Zu dieser Beobachtung passt die Prognose von Euromonitor, dass der Herrenkosmetik-Markt bis 2008 um ein Fünftel wachsen wird. Neuerdings gibt es sogar einen eigenen Herrenkatalog bei Avon: "Pro Sports" für jeden Tag und "Pro Extreme" als Anti-Aging-Programm. Nivea for Men verkauft sich gut, Gillette startete in USA mit einer Männerserie ("It's time to face skin-care like a man!"), und im High-End-Bereich wächst Estée Lauders Herrenlinie Clinique neuerdings jährlich um zehn Prozent.

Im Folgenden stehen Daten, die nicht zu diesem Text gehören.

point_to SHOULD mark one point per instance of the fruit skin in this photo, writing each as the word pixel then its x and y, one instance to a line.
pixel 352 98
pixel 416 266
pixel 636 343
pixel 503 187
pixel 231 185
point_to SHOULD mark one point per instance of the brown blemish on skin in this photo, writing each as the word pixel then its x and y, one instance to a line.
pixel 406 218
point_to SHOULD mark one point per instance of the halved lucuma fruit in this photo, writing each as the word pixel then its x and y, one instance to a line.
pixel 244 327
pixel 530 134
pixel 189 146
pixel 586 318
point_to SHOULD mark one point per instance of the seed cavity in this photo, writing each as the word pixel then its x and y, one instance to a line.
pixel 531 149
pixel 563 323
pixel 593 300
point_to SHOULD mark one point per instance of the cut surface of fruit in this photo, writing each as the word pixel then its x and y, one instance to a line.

In diesem Kontext fällt seit einigen Monaten immer wieder der Ausdruck "Metrosexuals". Das Wort wurde eigentlich schon 1994 in England geprägt, um einen Image-bewussten, heterosexuellen Mann zu beschreiben, der sich gern verwöhnt. Allgemeingut wurde der Begriff jedoch erst zehn Jahre später, als Fußballidol David Beckham zugab, gelegentlich die Unterwäsche seiner Frau auszuführen, und die Werbeagentur Euro RSCG Worldwide anfing, nach einer Zielgruppe für das Konzept zu suchen.

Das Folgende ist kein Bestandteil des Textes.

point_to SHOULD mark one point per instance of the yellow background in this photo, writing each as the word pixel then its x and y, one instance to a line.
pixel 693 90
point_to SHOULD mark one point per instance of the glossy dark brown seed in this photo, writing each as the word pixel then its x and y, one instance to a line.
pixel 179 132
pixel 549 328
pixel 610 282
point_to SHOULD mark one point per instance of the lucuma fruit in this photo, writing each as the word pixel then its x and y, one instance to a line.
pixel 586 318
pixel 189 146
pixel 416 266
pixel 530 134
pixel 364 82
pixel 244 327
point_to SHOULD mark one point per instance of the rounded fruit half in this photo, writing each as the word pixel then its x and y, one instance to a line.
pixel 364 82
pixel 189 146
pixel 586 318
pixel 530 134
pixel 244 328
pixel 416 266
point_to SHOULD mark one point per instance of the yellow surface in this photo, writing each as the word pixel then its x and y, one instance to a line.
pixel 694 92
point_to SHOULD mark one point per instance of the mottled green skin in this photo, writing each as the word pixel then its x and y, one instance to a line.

Doch selbst wenn sich immer mehr Männer eine eigene Feuchtigkeitscreme gönnen, statt in die Tiegel ihrer Liebsten zu greifen wie früher: In Wahrheit treten die Metrosexuals so häufig auf wie rocktragende Männer in deutschen Fußgängerzonen. Im richtigen Leben machen die Beaus sich rar, trotz des Getrommels der Agenturen.

Wenn wir ehrlich sind, steht der Begriff eher für verschwurbeltes Marketing als für eine echte urbane Subkultur. Und das ist im Grunde auch gut so. Die meisten Männer wissen, dass Mann vom Denken nun mal Denkfalten und vom Lachen Lachfalten kriegt. Sollen wir jetzt noch öfter aufhören zu denken und zu lachen, bloß weil in dieser Welt ein alberner Jugend- und Schönheitskult herrscht?

Außerdem ahnen wir: Sosehr wie wir uns weibliche Frauen wünschen, so sehr wünschen die sich "männliche" Männer. Dass damit heute nicht mehr unbedingt nur das Klischee vom dominanten "Camel" rauchenden Macho mit dem berühmten Loch im Stiefel gemeint ist, haben selbst wir längst begriffen. Aber das weich gespülte Rundum-Weichei aus der Kosmetik-Werbung will auch kaum eine Frau an ihrer Seite.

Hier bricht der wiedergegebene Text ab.